I used strace
to attach to a process briefly. The process created 90 threads. When I found the offending thread, I had to tediously search for the parent thread, then the grandparent thread, and so on all the way to the root process.
Is there a trick or tool to quickly figure out which thread created another? Or better yet, print the tree of thread creations like pstree
?
strace -f
to trace child process that's fork()
ed.
There is a perl script called strace-graph
. Here is a version from github. It is packaged with crosstool-ng versions of compilers.

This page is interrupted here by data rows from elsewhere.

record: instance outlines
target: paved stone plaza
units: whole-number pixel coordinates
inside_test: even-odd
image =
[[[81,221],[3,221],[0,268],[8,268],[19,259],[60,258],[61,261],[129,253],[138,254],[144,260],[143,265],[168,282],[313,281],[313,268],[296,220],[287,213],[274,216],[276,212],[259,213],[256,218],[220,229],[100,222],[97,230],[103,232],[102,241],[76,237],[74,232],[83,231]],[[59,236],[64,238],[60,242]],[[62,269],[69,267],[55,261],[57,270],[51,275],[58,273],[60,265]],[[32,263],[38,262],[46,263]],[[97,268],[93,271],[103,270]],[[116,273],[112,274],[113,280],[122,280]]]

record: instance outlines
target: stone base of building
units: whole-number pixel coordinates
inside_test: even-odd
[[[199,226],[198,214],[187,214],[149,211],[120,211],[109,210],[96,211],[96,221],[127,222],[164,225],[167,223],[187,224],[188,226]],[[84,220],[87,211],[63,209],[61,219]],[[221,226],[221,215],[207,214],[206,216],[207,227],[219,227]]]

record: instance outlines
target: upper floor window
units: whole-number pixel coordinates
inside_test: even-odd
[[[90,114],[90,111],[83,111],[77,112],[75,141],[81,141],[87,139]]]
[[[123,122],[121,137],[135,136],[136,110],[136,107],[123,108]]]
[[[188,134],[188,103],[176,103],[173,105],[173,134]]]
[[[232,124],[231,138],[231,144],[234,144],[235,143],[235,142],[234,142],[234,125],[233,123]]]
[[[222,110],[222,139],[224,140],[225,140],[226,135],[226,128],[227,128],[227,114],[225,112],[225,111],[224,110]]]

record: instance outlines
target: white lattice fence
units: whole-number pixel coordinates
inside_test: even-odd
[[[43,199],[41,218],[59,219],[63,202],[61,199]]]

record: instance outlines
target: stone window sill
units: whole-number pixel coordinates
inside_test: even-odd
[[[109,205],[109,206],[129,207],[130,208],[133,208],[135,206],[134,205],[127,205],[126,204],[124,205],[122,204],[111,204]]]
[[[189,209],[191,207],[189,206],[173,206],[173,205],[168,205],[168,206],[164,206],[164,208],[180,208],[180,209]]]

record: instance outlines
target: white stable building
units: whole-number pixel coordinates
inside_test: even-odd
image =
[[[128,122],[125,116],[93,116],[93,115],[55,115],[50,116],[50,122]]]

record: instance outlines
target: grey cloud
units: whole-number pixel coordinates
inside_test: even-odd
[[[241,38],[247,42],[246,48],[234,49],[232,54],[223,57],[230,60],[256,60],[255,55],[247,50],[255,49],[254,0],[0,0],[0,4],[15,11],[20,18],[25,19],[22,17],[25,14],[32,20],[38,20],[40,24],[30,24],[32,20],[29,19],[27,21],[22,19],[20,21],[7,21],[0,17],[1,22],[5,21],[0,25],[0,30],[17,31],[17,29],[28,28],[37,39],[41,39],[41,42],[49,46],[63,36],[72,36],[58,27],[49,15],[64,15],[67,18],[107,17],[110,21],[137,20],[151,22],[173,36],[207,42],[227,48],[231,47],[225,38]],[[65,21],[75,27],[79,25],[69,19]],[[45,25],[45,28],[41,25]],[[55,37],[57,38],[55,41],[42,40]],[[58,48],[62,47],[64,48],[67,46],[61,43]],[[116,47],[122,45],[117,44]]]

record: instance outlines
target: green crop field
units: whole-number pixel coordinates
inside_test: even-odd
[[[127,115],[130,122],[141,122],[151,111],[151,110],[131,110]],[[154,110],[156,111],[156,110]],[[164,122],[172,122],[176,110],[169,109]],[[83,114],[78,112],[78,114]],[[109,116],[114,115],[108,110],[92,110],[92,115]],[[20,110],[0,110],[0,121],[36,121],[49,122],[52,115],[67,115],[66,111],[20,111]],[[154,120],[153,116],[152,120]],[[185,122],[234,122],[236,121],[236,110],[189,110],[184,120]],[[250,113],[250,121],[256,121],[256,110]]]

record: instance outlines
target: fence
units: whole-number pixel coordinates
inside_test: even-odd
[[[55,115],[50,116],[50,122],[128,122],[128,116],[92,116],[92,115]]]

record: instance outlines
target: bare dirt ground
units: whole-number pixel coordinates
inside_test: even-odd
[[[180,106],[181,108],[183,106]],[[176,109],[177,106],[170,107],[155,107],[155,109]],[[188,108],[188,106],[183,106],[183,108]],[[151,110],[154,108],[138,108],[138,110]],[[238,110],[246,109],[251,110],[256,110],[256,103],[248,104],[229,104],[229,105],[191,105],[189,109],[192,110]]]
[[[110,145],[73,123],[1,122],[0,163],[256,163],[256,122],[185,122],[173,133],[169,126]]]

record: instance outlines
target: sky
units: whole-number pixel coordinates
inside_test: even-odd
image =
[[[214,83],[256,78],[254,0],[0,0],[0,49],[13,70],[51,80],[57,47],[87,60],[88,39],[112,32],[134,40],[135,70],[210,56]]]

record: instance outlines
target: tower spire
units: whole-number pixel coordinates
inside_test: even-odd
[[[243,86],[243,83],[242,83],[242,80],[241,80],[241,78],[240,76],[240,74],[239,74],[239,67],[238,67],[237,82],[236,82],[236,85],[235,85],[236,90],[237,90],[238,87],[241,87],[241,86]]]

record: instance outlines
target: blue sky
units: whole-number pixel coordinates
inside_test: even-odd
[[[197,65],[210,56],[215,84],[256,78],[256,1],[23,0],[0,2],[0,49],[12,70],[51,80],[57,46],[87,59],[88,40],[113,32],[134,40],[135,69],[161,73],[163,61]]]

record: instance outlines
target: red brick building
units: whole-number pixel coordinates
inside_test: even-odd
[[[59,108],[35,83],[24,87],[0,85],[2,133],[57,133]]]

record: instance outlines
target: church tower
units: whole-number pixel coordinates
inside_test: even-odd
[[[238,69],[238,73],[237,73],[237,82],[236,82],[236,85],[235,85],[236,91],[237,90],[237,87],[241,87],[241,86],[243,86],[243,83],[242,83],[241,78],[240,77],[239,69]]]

It works for me even used cross platform.
ARM Linux box.
$ ./strace -f -q -s 100 -o app.trc -p 449
$ tftp -pr app.trc 172.0.0.133
X86_64 Linux box.
$ ./strace-graph /srv/tftp/app.trc
(anon)
+-- touch /tmp/ppp.sleep
+-- killall -HUP pppd
+-- amixer set Speaker 70%
+-- amixer set Speaker 70%
+-- amixer set Speaker 70%
+-- amixer set Speaker 70%
+-- amixer set Speaker 50%
+-- amixer set Speaker 70%
`-- amixer set Speaker 50%
The output can be used to help navigate the main trace log.
I can't see an easy way:
You could use the -ff
option with -o filename
to produce multiple files (one per pid).
eg:
strace -o process_dump -ff ./executable
grep clone process_dump*
that would help you see which parent created what. Maybe that would help you - at least then you could search backwards.